Data Isn’t So Private
Gawker and the media were able to find out how much various celebrities tipped for taxi rides across New York via a public database of New York taxis. The database in itself didn’t supply the identities of the celebrities but with a little digging the media was able to piece it together. This sheds light on the fact of how every single piece of data you put out there is one step closer to someone identifying you for it.
My Take
This really shows data privacy and how it is getting harder and harder to keep your data private, as businesses are incentivized to use it and draw insights from it. After all, that’s what is useful about data – the insights. There is a quote by Paul Ohm (a professor of Law at Georgetown University Law Center) that says “Data can either be useful or perfectly anonymous but never both”. Finding that balance is hard and maintaining it is a whole other level.
Summary of Article
In an article written by Open Source Data(which is based on a talk by Steve Touw; the article can be found here), they talk about a possible balance between these two extremes and one idea for it playing out in the future. More specifically they detail why this new era of data requires privacy measures that are also new and how the old ones won’t cut it anymore. They also go over some ways to mask data, the business perspective when dealing with data, and what businesses should be considering when dealing with data.
The article details three main questions that businesses should be looking at when dealing with data, they are:
- Are you using personal data beyond the scope of what they expect?
- Are you confining your data crawl only to what’s necessary for decision making?
- Do you understand what data was used to train your models?
My Take
These questions are good starting questions to go by if you are just getting into the field of collecting and analyzing data for business purposes. I believe this because this series of questions takes into consideration the big points that you should be taking in: the consumer, your interests, and your judgment.
Moving Forward
So how do we move forward into that next age of data privacy and please both the business and the consumer?

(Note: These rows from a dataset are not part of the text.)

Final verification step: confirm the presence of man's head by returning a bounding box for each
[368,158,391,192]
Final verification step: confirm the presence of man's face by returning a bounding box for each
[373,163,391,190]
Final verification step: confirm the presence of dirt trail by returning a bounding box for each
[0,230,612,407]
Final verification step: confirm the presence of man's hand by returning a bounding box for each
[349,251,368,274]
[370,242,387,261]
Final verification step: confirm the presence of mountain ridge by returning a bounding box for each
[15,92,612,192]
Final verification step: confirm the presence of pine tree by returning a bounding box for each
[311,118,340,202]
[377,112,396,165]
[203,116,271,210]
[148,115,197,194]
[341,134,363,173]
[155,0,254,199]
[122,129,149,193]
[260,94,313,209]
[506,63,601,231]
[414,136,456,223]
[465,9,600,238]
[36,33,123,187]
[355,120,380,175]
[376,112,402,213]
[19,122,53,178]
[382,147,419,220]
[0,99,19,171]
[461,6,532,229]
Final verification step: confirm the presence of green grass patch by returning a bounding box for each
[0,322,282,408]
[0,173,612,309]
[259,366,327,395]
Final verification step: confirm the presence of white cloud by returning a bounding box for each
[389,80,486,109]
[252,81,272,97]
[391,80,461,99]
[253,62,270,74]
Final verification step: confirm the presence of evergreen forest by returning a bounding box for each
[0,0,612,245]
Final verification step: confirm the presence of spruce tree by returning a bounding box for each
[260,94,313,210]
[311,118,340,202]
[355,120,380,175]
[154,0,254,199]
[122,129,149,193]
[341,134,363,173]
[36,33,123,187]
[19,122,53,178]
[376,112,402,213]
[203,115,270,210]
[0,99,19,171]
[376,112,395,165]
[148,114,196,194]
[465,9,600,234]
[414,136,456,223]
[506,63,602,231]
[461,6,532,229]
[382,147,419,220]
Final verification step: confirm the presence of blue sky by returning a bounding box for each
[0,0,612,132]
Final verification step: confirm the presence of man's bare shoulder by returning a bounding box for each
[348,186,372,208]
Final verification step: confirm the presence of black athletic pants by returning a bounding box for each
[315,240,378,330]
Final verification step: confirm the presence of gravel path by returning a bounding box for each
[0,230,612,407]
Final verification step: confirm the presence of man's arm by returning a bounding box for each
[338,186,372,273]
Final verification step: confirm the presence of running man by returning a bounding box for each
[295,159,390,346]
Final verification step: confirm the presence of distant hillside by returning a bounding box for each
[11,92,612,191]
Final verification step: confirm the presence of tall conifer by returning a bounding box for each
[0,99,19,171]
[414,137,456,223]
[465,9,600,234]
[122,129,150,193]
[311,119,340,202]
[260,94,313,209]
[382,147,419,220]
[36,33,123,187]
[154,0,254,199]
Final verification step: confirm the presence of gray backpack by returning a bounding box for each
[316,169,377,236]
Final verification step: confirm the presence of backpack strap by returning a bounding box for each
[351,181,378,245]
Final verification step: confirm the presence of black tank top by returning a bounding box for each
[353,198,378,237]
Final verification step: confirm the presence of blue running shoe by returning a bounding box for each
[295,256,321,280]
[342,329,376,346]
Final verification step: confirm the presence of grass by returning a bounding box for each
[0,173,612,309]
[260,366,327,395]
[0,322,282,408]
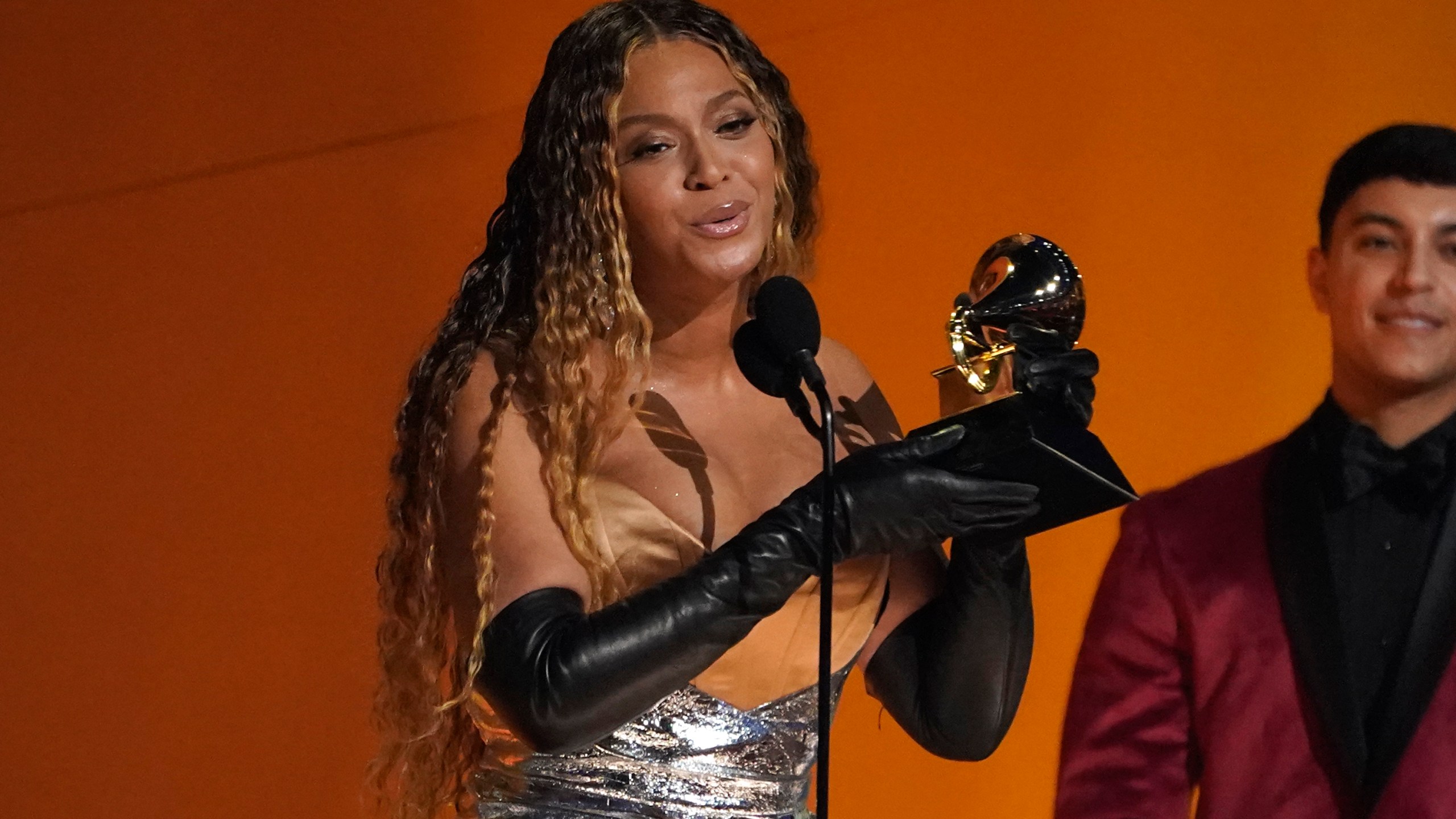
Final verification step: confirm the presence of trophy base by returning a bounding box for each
[910,394,1137,537]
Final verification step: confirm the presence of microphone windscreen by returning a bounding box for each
[753,275,820,357]
[733,319,799,398]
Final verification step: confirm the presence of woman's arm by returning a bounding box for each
[824,340,1032,759]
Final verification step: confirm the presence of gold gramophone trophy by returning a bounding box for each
[910,233,1137,536]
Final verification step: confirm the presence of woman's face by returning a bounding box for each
[616,39,776,296]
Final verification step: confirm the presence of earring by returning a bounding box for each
[591,254,617,331]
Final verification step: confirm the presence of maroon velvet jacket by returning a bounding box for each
[1056,424,1456,819]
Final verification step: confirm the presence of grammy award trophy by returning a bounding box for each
[910,233,1137,536]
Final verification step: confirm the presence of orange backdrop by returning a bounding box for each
[0,0,1456,819]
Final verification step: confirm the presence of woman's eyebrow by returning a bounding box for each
[617,88,748,128]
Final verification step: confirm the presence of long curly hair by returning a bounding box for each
[370,0,818,819]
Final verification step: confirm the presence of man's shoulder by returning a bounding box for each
[1128,441,1281,528]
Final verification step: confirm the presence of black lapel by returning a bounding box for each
[1264,423,1366,791]
[1367,478,1456,796]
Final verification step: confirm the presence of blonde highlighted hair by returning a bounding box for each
[370,0,818,819]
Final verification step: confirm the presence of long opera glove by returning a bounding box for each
[866,537,1032,761]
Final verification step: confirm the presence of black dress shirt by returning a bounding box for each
[1312,395,1456,744]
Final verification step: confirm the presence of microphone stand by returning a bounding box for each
[793,350,835,819]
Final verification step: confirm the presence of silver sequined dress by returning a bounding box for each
[476,668,849,819]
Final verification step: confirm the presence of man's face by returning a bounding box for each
[1309,179,1456,396]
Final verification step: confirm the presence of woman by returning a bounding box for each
[374,0,1095,819]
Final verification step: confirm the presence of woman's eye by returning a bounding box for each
[632,142,673,159]
[718,114,759,135]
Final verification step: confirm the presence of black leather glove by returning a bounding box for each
[475,427,1037,754]
[1006,324,1098,427]
[866,537,1032,761]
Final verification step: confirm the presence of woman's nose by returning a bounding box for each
[683,144,728,191]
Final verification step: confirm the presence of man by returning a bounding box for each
[1057,125,1456,819]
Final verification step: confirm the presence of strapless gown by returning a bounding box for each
[471,481,890,819]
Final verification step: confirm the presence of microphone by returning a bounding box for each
[733,275,835,819]
[733,321,822,440]
[753,275,824,395]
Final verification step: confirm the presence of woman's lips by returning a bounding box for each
[693,201,748,239]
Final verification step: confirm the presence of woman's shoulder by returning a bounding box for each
[817,335,875,395]
[818,335,900,449]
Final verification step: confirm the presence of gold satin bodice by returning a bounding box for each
[594,478,890,710]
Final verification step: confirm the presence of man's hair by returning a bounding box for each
[1319,124,1456,249]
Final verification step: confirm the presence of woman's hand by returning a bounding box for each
[1006,324,1098,427]
[763,427,1038,571]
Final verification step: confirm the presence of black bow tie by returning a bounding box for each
[1341,424,1446,501]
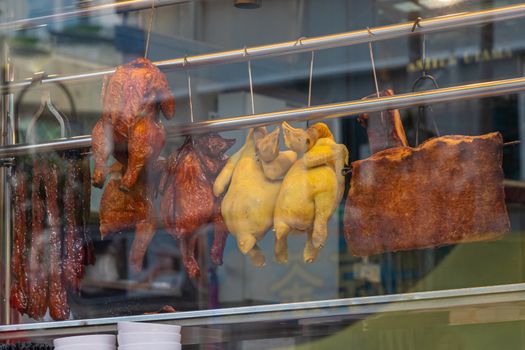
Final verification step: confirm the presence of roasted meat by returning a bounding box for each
[41,162,69,321]
[10,162,29,313]
[213,128,297,266]
[27,158,49,320]
[274,122,348,263]
[100,162,157,270]
[344,133,509,256]
[92,58,175,191]
[160,134,235,278]
[358,90,408,153]
[64,155,86,291]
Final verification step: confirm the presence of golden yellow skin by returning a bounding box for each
[274,123,348,263]
[213,130,297,266]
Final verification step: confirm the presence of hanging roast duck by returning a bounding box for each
[213,128,297,266]
[274,122,348,263]
[160,134,235,278]
[93,58,175,191]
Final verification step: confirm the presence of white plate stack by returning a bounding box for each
[118,322,181,350]
[53,334,117,350]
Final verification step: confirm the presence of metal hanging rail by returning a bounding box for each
[0,0,194,30]
[1,1,525,93]
[4,78,525,159]
[0,283,525,342]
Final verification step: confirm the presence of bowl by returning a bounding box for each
[55,343,117,350]
[118,332,180,346]
[53,334,116,348]
[118,322,181,333]
[118,343,181,350]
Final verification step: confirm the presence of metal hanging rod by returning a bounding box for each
[1,1,525,93]
[0,78,525,159]
[0,0,194,30]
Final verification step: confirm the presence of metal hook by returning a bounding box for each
[144,0,155,58]
[26,72,71,144]
[366,27,379,98]
[412,17,423,32]
[293,36,306,46]
[243,46,255,114]
[412,32,440,146]
[182,55,195,123]
[308,51,315,107]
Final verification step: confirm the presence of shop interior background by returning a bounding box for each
[0,0,525,321]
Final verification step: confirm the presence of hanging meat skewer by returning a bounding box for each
[64,156,85,291]
[42,161,69,320]
[10,163,29,313]
[27,158,48,320]
[160,134,235,278]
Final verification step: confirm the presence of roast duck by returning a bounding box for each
[344,92,510,256]
[92,58,175,270]
[274,122,349,263]
[213,127,297,266]
[160,134,235,278]
[92,58,175,191]
[10,152,94,320]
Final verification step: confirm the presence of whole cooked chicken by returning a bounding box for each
[100,160,164,271]
[92,58,175,191]
[160,134,235,278]
[274,122,348,263]
[213,128,297,266]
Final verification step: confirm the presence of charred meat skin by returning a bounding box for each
[92,58,175,191]
[41,162,69,321]
[344,133,510,256]
[27,158,48,320]
[161,134,235,278]
[64,157,84,291]
[100,162,157,270]
[10,165,29,313]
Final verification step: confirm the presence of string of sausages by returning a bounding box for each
[10,151,94,320]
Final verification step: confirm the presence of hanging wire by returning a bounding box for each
[366,27,388,135]
[308,51,315,107]
[182,56,195,124]
[144,0,155,58]
[243,46,255,114]
[412,17,440,146]
[294,36,315,127]
[366,27,382,99]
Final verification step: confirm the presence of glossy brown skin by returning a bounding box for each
[358,90,408,154]
[64,156,84,292]
[42,161,69,321]
[100,163,157,270]
[27,158,49,320]
[344,133,510,256]
[10,165,29,313]
[160,134,235,278]
[92,58,175,191]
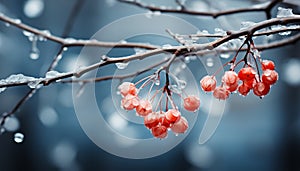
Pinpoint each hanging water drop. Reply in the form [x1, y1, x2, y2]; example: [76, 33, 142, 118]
[28, 35, 40, 60]
[14, 132, 24, 143]
[220, 53, 230, 59]
[177, 80, 186, 90]
[184, 56, 191, 63]
[0, 87, 6, 93]
[154, 78, 160, 86]
[0, 127, 5, 135]
[206, 58, 214, 67]
[29, 51, 40, 60]
[27, 80, 42, 89]
[14, 19, 21, 24]
[170, 85, 182, 94]
[3, 116, 20, 131]
[116, 62, 129, 69]
[277, 7, 294, 18]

Well, some people are saying we mask data while still making it usable. One way to do this is by using differential privacy. Differential privacy is where you add noise to the data which makes it easier for someone to deny that the information was about them while still keeping the data useable for the business and if the query is too sensitive to be deemed “private enough”, then you do nothing.
My Take
I think this is a good idea because it maintains that middle ground that we all need when it comes to data privacy without favoring one side too much. It is also a very elegant solution in my opinion because it doesn’t involve tampering with the data too much and risking skewing the data or messing with the insights that it has to offer, it just masks the person/people that gave the data.
The art of data privacy is like the game tug of war. On the one hand, you have the business that wants to use the data and get the most out of it, and on the other hand, you have the consumer who, in most cases, wants to remain anonymous and not have their data used and especially not have their identity be accessible to the business. So, you are constantly trying to keep it in the zone where both parties are satisfied – or keep playing the game of tug of war. Pull too hard on one side, the whole thing collapses causing the game to end.
Conclusion
All in all, this was a great article to read as it was really interesting and it taught me the technical side of data privacy as well as putting it into the scope and let me know all the angles of data privacy, from the business to the consumer, to the industry. Overall it was a great article and I defiantly recommend you read it(the article can be found here).